Humphrey and Sandy explore rock pools and make a homemade aquarium filled with stickleback fish. The Kelmans take everyone to visit the Pool of Brochan, where cod, called "Mother Longbone's chickens," take food from people's hands. Less lovely events also occur. Observing a family on the train to Ornemouth, the retired Humphrey muses, "They looked lighter, less solemn, these children, than the children of his childhood.... This family had never known rationing, austerity, prohibition. They had lived all their lives in a world of baguettes and burgers, of chocolates and Coca-Cola. Not in a world of dripping and jam sandwiches and Cherryade and compulsory cod liver oil."

After that one summer, the children all separate. Humphrey and Ailsa grow up, meet again, fall in love, and then briefly, disastrously wed, after which they part, have equally unsuccessful second marriages, and each achieve professional success.

Drabble seems more comfortable mocking Ailsa's youthful pretensions and self-absorption than revealing the brilliance she claims is there. Humphrey remains a more consistently realized character, although his profession leads to one of the novel's stylistic flaws.

Drabble piles on enough seafood for the Admiral's Platter at Red Lobster. Humpback wrasse, herring, stickleback, cod, cod liver oil, tiger sharks, leopard sharks, and sea squirts all populate her metaphorical aquarium.

But eventually, the book becomes waterlogged. If Ailsa or Humphrey goes out for a meal, they order sea urchin or mussels. If they read a book, it's "Treasure Island" or "The Water Babies." If they go to a movie, it's "The Blue Lagoon." By the time Humphrey fell in love with Ailsa's "mackerel movements," I was ready to send them both to the Sahara to dry out.

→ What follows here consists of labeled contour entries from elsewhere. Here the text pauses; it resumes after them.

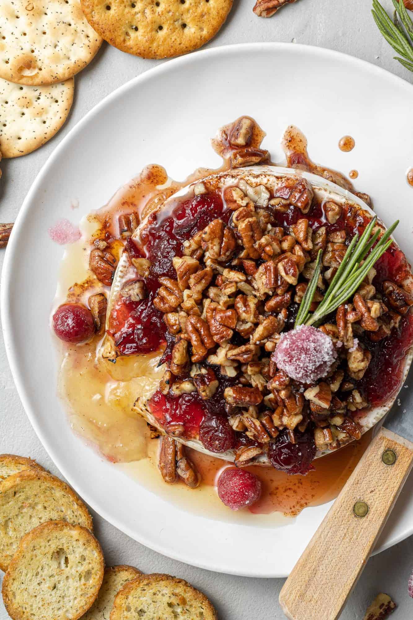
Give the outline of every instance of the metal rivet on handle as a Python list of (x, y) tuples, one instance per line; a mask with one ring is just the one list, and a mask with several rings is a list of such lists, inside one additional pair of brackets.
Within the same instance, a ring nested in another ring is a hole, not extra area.
[(390, 448), (388, 448), (387, 450), (384, 450), (381, 455), (381, 460), (384, 463), (384, 465), (394, 465), (396, 463), (396, 459), (397, 459), (397, 456), (395, 452), (391, 450)]
[(362, 518), (368, 512), (368, 506), (365, 502), (356, 502), (353, 507), (353, 512), (355, 516)]

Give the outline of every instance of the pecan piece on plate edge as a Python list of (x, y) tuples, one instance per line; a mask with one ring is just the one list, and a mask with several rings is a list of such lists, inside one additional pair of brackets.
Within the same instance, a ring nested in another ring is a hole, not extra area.
[(11, 234), (13, 224), (0, 224), (0, 247), (6, 247)]

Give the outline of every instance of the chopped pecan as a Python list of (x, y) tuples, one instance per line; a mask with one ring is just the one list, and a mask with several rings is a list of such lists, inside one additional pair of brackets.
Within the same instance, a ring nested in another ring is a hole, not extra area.
[(232, 308), (224, 309), (213, 303), (206, 308), (205, 316), (211, 335), (218, 344), (229, 340), (237, 324), (237, 313)]
[(279, 312), (283, 308), (288, 308), (291, 303), (292, 292), (291, 290), (289, 290), (282, 295), (273, 295), (265, 302), (264, 306), (265, 312)]
[(363, 329), (368, 332), (376, 332), (378, 329), (378, 323), (373, 319), (367, 308), (366, 302), (360, 293), (357, 293), (353, 299), (353, 303), (357, 312), (360, 314), (360, 324)]
[(89, 257), (89, 266), (97, 279), (107, 286), (112, 285), (115, 275), (117, 260), (110, 252), (105, 252), (95, 247), (91, 250)]
[(260, 446), (241, 446), (235, 453), (234, 464), (238, 467), (245, 467), (264, 451)]
[(184, 291), (188, 287), (190, 276), (199, 269), (199, 261), (191, 256), (175, 256), (172, 259), (172, 265), (176, 272), (179, 288), (181, 291)]
[(249, 200), (256, 206), (268, 206), (270, 192), (265, 185), (257, 185), (256, 187), (253, 187), (243, 179), (241, 179), (238, 184), (242, 192), (247, 195)]
[(318, 385), (306, 389), (304, 396), (308, 401), (311, 401), (323, 409), (328, 409), (331, 402), (331, 388), (328, 383), (320, 381)]
[(339, 267), (347, 251), (342, 243), (327, 243), (322, 255), (322, 264), (325, 267)]
[(303, 213), (308, 213), (313, 204), (313, 187), (306, 179), (301, 179), (293, 187), (288, 200), (294, 206), (298, 206)]
[(277, 436), (277, 435), (279, 435), (280, 431), (274, 424), (272, 412), (264, 412), (264, 413), (260, 416), (260, 420), (263, 427), (272, 439), (274, 439)]
[(252, 11), (259, 17), (270, 17), (284, 4), (296, 2), (296, 0), (257, 0)]
[(265, 427), (260, 420), (257, 420), (255, 418), (250, 418), (247, 415), (244, 415), (242, 420), (247, 428), (246, 435), (248, 435), (252, 439), (256, 440), (259, 443), (269, 443), (271, 437), (267, 432)]
[(252, 281), (254, 286), (262, 295), (271, 294), (277, 285), (278, 275), (277, 265), (275, 261), (268, 260), (260, 265), (254, 274)]
[(196, 392), (197, 388), (193, 384), (193, 382), (189, 379), (185, 379), (183, 381), (174, 381), (169, 394), (171, 396), (182, 396), (184, 394), (192, 394)]
[(327, 245), (327, 231), (326, 226), (321, 226), (313, 235), (313, 249), (311, 252), (311, 260), (315, 260), (320, 250), (326, 249)]
[(220, 384), (212, 368), (202, 368), (193, 377), (193, 383), (203, 400), (211, 398)]
[(188, 370), (189, 367), (189, 355), (188, 355), (188, 341), (178, 340), (174, 345), (171, 359), (171, 370), (177, 377)]
[(176, 444), (172, 437), (166, 436), (161, 439), (159, 469), (162, 477), (168, 484), (177, 482)]
[(156, 291), (153, 304), (161, 312), (172, 312), (184, 301), (182, 291), (177, 281), (172, 278), (164, 276), (159, 278), (159, 281), (162, 286)]
[(7, 246), (13, 225), (13, 224), (0, 224), (0, 247), (6, 247)]
[(362, 349), (358, 345), (355, 349), (347, 352), (347, 366), (349, 374), (352, 379), (361, 379), (365, 373), (371, 359), (370, 351)]
[[(413, 10), (413, 0), (404, 0), (406, 8), (409, 7), (407, 4), (409, 2), (411, 2), (410, 8)], [(388, 594), (383, 593), (378, 594), (373, 603), (366, 609), (363, 620), (386, 620), (396, 606)]]
[(281, 246), (273, 234), (264, 235), (255, 244), (255, 248), (263, 260), (270, 260), (281, 252)]
[(242, 364), (246, 364), (253, 360), (256, 360), (259, 352), (260, 348), (255, 345), (242, 345), (241, 347), (228, 350), (226, 356), (228, 360), (237, 360)]
[(259, 325), (251, 337), (252, 344), (259, 344), (264, 342), (274, 334), (279, 334), (284, 327), (277, 317), (270, 314)]
[(214, 219), (202, 232), (202, 245), (211, 259), (226, 262), (235, 249), (235, 234), (222, 219)]
[(347, 399), (347, 407), (350, 411), (363, 409), (368, 404), (358, 389), (353, 389)]
[(125, 213), (118, 218), (119, 224), (119, 234), (121, 239), (127, 239), (131, 237), (132, 233), (138, 228), (139, 221), (136, 213)]
[(262, 149), (255, 149), (246, 147), (244, 149), (238, 149), (231, 153), (229, 157), (229, 166), (231, 168), (243, 168), (247, 166), (256, 166), (268, 161), (270, 154), (268, 151)]
[(231, 211), (236, 211), (240, 207), (246, 206), (249, 203), (249, 198), (246, 196), (239, 187), (226, 187), (224, 190), (224, 200), (226, 206)]
[(241, 117), (233, 127), (228, 142), (231, 146), (247, 146), (251, 141), (254, 122), (248, 117)]
[(254, 244), (262, 237), (262, 231), (258, 220), (255, 218), (243, 219), (238, 226), (238, 232), (241, 236), (242, 244), (250, 258), (259, 258), (260, 252), (254, 247)]
[(95, 295), (91, 295), (87, 303), (92, 312), (93, 320), (95, 322), (96, 334), (99, 336), (101, 336), (105, 331), (106, 309), (107, 308), (106, 296), (103, 293), (97, 293)]
[(248, 202), (246, 206), (241, 206), (234, 212), (231, 218), (231, 223), (236, 228), (239, 228), (244, 219), (248, 219), (255, 215), (255, 209), (252, 202)]
[(147, 259), (131, 259), (132, 265), (141, 278), (148, 278), (152, 263)]
[(235, 299), (234, 307), (240, 320), (249, 323), (257, 323), (257, 304), (258, 299), (253, 295), (238, 295)]
[(401, 314), (406, 314), (410, 306), (413, 305), (411, 295), (391, 280), (385, 280), (381, 288), (389, 304)]
[(176, 472), (187, 487), (196, 489), (200, 482), (200, 477), (193, 463), (187, 456), (182, 456), (177, 463)]
[(352, 348), (353, 347), (353, 329), (352, 324), (346, 316), (345, 305), (342, 304), (337, 309), (335, 313), (335, 322), (339, 330), (339, 337), (344, 345), (345, 348)]
[(208, 349), (215, 346), (210, 327), (203, 319), (198, 316), (189, 316), (186, 321), (186, 330), (192, 345), (192, 361), (200, 361), (205, 359)]
[(262, 401), (262, 394), (257, 388), (236, 386), (225, 388), (224, 398), (230, 405), (249, 407), (250, 405), (259, 405)]
[(203, 254), (202, 249), (202, 235), (203, 231), (199, 231), (193, 237), (190, 239), (186, 239), (182, 244), (184, 246), (184, 255), (185, 256), (192, 256), (193, 259), (200, 259)]
[(211, 267), (206, 267), (197, 272), (189, 278), (189, 286), (197, 294), (200, 294), (208, 286), (212, 280), (213, 272)]
[(313, 229), (308, 226), (308, 220), (302, 218), (291, 227), (291, 231), (298, 243), (304, 250), (313, 249)]
[(340, 205), (336, 204), (332, 200), (327, 200), (323, 205), (326, 218), (329, 224), (335, 224), (337, 219), (341, 217), (343, 210)]
[(298, 267), (293, 259), (286, 258), (280, 261), (278, 265), (278, 272), (281, 277), (288, 282), (295, 286), (298, 281)]
[(179, 312), (169, 312), (164, 314), (164, 322), (169, 334), (177, 334), (180, 331)]
[(314, 441), (318, 450), (323, 450), (330, 443), (332, 443), (333, 436), (330, 429), (316, 428), (314, 430)]
[(144, 283), (140, 280), (127, 282), (120, 289), (120, 294), (124, 299), (129, 298), (131, 301), (140, 301), (146, 296)]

Drabble's other literary indulgence is the "Public Orator," who shows up periodically to intone. "The Orator disdains the primary vulgarity of plot, in favour of an ambitious attempt at meaning." To which a reader replies, "Oh, what a shame." Drabble finds a way to work her postmodern contrivance into the plot he so disdains and that helps to dispel a reader's annoyance, but the book would be better off without his arch interruptions.

If "The Sea Lady" doesn't rank among Drabble's best, such as "The Needle's Eye," it's still a quality work by a fine writer. But it may help if readers, like Humphrey, are "happiest underwater." Remember to bring a towel.

Yvonne Zipp reviews fiction regularly for the Monitor.